People don’t come in (caveat: yes, I suppose some do!) complaining about their asymmetry on their own. They come in complaining about a pain during some activity or another. (Check my post on Knee OA and pain.)
We listen to that pain complaint… and go right to some abnormality, some objective finding in the area of the subjective complaint. If we find a structure in the area of the complaint: BOOM! success, PT of the year, let me fix that for you. (ex. c/o SIJ area pain, PT notices slight inominate rotation, does muscle energy technique)
This is well and good when the objective finding is similar to a nail in the foot. You remove the nail the pain should go on home as well. The patient came in with pain. We send them out with a level collar bone / a de-rotated T6 vertebrae / an orthosis that holds up that pesky navicular bone. Did we do what we were supposed to do?
Sure, if it’s a car. We want a fix to that noise, the mechanic replaces a belt, presto-chango the problem is solved.
When the patient gets better, was it because of placebo or fixing the structure? Or both? Research can tell us a lot about how connected these things are. Causality.

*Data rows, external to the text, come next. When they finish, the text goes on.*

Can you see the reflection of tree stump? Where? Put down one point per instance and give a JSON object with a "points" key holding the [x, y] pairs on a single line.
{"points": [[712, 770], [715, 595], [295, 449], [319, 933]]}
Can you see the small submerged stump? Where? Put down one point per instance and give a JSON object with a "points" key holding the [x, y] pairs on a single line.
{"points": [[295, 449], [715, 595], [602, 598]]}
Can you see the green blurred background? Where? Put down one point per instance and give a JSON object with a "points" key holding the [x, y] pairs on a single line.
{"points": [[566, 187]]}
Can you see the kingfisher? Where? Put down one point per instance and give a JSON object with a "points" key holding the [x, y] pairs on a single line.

I am at a point of cognitive dissonance here. (I am hoping more clinical experience will deliver me some more answers) Should I look for physical impairments that can be reproduced on exam? And should I try to connect them to the pain? Yes, I know I should and I will. I am looking for the physical cause of that pain complaint, but knowing that the pain is not a clear representation of the tissues is a lot for me to handle. The physical cause is also a neurophysiological cause! All feeling occurs in the brain. ( More on the sensation of pain here. ) Until I get a handle on it all I plan to treat, reflect, question and interpret. Pain can be right and pain can be wrong. Asymmetries and abnormalities can right and can be wrong. It is our job as skilled professional to find what is meaningful in both areas: the body and the brain.